Dans un contexte de tension croissante dans l’Est de la République Démocratique du Congo, la pression s’intensifie sur les rebelles de l’AFC/M23 pour qu’ils libèrent les zones qu’ils occupent. La communauté internationale multiplie les appels à la désescalade. Sur le terrain, la représentante spéciale du Secrétaire général des Nations Unies en République Démocratique du Congo, Bintou Keita, demande aux groupes armés encore actifs dans le Nord-Kivu de mettre fin aux combats sans délai.
Elle insiste sur l’urgence de restituer les territoires congolais sous occupation et rappelle que le M23 contrôle désormais plus de 80 % de Rutshuru. Bintou Keita exhorte aussi les rebelles à rejoindre le processus de désarmement, de démobilisation et de réintégration, en retournant aux positions qu’ils occupaient avant novembre 2021.
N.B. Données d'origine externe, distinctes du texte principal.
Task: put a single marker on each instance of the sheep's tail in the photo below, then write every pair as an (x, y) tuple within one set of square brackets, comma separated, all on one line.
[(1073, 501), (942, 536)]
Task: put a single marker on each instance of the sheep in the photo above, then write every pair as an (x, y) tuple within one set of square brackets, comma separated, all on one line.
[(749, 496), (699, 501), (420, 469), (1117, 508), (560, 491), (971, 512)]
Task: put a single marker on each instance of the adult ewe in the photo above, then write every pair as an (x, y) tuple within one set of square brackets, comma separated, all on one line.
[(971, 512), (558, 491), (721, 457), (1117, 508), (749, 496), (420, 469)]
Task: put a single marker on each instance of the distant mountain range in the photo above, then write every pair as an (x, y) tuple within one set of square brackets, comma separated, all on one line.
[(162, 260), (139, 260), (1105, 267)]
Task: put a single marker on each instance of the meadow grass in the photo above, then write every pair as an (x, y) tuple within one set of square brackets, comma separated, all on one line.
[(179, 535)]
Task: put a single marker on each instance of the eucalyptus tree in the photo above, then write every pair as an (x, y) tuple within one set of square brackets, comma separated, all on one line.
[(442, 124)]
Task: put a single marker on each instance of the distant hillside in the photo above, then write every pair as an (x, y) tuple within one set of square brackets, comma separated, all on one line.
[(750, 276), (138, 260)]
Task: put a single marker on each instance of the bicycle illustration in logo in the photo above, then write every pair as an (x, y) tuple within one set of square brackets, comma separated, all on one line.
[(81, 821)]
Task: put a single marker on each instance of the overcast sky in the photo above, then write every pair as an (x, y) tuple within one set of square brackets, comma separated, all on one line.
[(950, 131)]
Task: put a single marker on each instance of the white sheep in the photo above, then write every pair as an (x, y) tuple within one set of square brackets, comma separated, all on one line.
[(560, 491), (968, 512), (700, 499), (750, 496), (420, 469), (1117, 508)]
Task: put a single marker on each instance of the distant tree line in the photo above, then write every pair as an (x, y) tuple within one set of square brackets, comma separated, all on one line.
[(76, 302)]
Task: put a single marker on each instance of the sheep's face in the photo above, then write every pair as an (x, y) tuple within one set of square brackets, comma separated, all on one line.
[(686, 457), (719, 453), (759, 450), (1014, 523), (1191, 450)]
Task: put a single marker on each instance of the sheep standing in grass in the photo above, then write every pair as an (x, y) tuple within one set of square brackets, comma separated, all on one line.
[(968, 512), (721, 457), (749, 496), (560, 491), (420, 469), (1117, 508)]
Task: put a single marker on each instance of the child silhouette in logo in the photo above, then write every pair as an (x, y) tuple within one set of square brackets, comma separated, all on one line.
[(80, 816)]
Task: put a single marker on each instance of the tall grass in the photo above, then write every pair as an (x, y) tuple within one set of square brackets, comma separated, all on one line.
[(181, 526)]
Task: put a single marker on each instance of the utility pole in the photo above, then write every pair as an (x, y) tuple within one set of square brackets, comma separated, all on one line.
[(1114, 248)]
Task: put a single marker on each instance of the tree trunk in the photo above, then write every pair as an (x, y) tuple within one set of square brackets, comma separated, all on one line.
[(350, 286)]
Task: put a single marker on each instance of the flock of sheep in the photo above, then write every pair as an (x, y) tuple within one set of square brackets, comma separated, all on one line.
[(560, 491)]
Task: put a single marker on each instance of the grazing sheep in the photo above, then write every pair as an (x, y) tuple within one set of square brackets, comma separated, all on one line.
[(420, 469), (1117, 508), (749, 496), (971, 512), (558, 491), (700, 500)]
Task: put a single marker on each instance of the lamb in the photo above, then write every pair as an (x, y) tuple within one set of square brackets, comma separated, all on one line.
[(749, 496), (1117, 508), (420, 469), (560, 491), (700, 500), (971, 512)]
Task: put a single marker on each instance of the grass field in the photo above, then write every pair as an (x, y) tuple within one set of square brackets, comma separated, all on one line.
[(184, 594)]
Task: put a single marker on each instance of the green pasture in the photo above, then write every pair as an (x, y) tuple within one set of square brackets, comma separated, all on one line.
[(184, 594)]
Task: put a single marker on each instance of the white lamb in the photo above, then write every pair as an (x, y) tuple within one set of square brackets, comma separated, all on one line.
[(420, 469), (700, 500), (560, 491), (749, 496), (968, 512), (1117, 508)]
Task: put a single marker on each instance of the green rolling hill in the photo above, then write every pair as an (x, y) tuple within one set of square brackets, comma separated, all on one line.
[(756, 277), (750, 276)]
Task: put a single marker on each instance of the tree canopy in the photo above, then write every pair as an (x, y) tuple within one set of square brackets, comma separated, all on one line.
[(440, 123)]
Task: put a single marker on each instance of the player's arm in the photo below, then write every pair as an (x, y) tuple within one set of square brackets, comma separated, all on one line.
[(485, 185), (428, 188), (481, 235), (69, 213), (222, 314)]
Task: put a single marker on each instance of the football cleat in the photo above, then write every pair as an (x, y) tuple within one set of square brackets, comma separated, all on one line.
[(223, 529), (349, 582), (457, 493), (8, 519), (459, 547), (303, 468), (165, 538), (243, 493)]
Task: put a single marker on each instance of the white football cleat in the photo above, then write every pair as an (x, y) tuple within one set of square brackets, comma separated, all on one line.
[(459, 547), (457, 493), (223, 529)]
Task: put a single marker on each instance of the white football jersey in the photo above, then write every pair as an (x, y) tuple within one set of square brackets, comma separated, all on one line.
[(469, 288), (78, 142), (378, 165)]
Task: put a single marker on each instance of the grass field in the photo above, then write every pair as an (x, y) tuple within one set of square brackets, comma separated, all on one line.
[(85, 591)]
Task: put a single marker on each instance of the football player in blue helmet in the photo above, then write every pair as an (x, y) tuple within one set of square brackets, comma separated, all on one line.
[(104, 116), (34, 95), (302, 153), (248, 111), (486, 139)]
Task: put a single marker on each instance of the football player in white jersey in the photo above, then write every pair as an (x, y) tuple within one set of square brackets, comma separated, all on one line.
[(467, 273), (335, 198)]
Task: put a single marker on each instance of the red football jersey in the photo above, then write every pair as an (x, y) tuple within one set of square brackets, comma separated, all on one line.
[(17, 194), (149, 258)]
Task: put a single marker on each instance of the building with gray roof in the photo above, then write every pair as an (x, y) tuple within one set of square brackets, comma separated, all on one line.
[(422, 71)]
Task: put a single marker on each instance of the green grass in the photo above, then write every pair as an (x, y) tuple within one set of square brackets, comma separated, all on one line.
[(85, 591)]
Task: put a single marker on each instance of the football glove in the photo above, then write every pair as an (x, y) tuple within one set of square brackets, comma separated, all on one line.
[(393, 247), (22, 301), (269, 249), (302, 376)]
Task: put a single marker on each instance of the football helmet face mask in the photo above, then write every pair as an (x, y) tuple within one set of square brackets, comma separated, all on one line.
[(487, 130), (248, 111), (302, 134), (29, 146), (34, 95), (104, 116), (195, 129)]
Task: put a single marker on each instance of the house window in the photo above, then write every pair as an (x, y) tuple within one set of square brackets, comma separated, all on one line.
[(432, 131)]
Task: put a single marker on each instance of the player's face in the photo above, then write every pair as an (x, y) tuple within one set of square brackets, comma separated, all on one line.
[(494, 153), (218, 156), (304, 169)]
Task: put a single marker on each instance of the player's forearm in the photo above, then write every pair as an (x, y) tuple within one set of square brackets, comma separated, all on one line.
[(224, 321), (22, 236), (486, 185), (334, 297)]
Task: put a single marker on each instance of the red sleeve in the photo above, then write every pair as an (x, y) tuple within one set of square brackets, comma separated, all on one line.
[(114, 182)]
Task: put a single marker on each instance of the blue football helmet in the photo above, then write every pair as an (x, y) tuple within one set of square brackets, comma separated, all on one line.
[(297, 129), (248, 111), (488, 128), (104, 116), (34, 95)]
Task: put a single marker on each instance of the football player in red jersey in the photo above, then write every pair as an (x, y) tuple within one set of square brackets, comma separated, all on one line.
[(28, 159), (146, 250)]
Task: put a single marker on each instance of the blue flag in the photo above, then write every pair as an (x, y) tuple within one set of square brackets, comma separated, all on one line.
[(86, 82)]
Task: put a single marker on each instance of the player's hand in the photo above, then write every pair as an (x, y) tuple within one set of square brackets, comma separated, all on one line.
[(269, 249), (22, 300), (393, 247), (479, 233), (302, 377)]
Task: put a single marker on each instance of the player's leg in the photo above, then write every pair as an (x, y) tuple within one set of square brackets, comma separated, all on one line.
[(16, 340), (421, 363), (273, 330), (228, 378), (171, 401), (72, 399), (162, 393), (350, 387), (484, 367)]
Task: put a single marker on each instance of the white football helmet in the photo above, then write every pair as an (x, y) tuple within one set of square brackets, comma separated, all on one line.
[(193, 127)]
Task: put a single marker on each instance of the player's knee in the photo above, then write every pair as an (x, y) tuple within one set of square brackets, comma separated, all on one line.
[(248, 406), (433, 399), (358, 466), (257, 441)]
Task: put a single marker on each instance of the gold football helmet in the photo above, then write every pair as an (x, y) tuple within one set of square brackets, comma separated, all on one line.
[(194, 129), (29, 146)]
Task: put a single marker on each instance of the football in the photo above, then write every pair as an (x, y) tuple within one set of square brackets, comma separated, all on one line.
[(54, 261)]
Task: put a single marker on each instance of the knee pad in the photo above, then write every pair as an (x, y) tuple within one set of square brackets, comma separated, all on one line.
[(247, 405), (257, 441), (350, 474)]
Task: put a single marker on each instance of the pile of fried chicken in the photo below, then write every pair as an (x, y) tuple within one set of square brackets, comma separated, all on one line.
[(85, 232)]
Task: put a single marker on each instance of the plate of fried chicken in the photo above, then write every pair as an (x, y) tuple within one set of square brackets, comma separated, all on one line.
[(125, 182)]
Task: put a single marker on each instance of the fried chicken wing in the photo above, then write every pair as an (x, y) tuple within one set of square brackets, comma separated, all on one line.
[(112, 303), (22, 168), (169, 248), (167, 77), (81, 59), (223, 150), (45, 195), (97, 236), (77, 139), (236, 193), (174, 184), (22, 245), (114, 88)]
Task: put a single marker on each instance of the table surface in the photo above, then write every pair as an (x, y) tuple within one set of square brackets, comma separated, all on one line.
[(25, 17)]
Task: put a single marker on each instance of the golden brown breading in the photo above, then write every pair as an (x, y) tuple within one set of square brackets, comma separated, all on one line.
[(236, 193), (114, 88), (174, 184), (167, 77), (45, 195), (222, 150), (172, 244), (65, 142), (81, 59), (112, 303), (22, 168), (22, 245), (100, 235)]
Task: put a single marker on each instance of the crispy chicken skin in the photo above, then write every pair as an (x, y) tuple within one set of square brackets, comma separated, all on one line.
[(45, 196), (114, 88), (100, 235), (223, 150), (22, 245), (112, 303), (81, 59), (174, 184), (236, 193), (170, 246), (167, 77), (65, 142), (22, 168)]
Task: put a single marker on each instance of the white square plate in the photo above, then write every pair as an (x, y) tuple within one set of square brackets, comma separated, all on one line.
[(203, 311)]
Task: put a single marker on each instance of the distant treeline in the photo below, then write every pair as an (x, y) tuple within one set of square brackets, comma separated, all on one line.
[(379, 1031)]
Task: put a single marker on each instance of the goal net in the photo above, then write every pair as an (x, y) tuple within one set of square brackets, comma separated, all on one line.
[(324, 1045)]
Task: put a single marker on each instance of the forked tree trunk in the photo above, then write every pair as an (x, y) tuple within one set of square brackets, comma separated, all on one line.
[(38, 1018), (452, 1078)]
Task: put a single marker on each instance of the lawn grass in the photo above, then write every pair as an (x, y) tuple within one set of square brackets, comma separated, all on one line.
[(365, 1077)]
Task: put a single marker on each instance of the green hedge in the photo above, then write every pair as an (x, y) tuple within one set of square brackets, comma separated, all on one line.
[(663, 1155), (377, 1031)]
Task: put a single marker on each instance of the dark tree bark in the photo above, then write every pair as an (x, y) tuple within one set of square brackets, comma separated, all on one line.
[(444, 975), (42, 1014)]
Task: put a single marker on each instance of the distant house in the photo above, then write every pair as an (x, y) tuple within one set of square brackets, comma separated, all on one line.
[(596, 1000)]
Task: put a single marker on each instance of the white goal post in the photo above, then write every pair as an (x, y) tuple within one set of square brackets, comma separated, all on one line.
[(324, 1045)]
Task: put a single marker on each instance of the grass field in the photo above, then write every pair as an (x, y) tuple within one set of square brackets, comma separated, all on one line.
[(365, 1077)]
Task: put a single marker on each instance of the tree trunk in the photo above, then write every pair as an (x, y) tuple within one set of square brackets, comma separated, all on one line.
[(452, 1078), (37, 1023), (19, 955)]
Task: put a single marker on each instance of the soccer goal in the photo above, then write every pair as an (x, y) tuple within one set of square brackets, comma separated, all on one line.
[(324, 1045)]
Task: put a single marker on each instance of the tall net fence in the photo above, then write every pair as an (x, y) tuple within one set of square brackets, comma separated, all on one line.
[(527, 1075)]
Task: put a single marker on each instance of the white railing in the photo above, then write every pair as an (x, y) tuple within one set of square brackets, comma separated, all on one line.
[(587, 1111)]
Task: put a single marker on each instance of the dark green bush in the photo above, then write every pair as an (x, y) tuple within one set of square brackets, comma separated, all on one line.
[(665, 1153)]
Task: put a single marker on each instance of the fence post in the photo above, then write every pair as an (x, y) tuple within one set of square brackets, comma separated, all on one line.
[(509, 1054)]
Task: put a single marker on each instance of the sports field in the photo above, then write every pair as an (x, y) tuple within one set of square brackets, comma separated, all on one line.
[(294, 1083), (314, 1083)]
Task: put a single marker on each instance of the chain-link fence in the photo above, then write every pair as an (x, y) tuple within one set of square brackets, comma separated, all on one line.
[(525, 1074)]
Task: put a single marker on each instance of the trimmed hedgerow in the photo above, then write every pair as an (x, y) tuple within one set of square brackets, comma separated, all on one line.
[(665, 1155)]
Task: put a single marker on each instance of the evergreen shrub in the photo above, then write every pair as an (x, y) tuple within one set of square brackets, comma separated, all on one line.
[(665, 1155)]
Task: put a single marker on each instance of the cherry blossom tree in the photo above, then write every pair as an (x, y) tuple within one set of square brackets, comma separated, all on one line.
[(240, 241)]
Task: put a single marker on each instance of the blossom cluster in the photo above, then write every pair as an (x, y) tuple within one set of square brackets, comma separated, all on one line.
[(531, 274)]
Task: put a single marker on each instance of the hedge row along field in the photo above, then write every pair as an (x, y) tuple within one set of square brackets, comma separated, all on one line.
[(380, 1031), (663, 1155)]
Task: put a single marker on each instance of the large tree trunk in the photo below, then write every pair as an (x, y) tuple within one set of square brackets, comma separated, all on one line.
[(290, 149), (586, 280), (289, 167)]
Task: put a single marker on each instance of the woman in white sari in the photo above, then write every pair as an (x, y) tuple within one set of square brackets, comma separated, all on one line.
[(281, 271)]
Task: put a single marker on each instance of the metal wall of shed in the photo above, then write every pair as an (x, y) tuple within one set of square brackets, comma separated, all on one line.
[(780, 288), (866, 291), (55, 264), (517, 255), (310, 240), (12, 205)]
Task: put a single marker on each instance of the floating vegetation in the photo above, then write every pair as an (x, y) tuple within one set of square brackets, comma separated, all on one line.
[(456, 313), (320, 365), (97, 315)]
Dans la foulée, le Conseil de sécurité des Nations Unies adopte une résolution claire qui condamne l’offensive du M23, soutenue militairement par la Force de défense rwandaise. À l’unanimité, les membres du Conseil exigent le retrait immédiat des rebelles de Goma, Bukavu et de toutes les zones occupées. Ils réclament également le démantèlement des administrations parallèles mises en place par les insurgés.
La résolution somme également le Rwanda de mettre un terme à son appui militaire au M23 et de retirer ses troupes du territoire congolais sans condition.
Le Conseil réaffirme son appui aux efforts déployés par l’Union africaine, la Communauté de l’Afrique de l’Est, la SADC et la MONUSCO. Il demande la réouverture immédiate de l’aéroport de Goma ainsi que le maintien de tous les points de passage transfrontaliers pour faciliter l’acheminement de l’aide humanitaire.
Par ailleurs, il exige que cesse toute forme de soutien aux Forces démocratiques de libération du Rwanda (FDLR), qualifiées de menace grave pour la stabilité régionale. Le Conseil met en garde contre d’éventuelles sanctions ciblées envers ceux qui entretiennent le conflit.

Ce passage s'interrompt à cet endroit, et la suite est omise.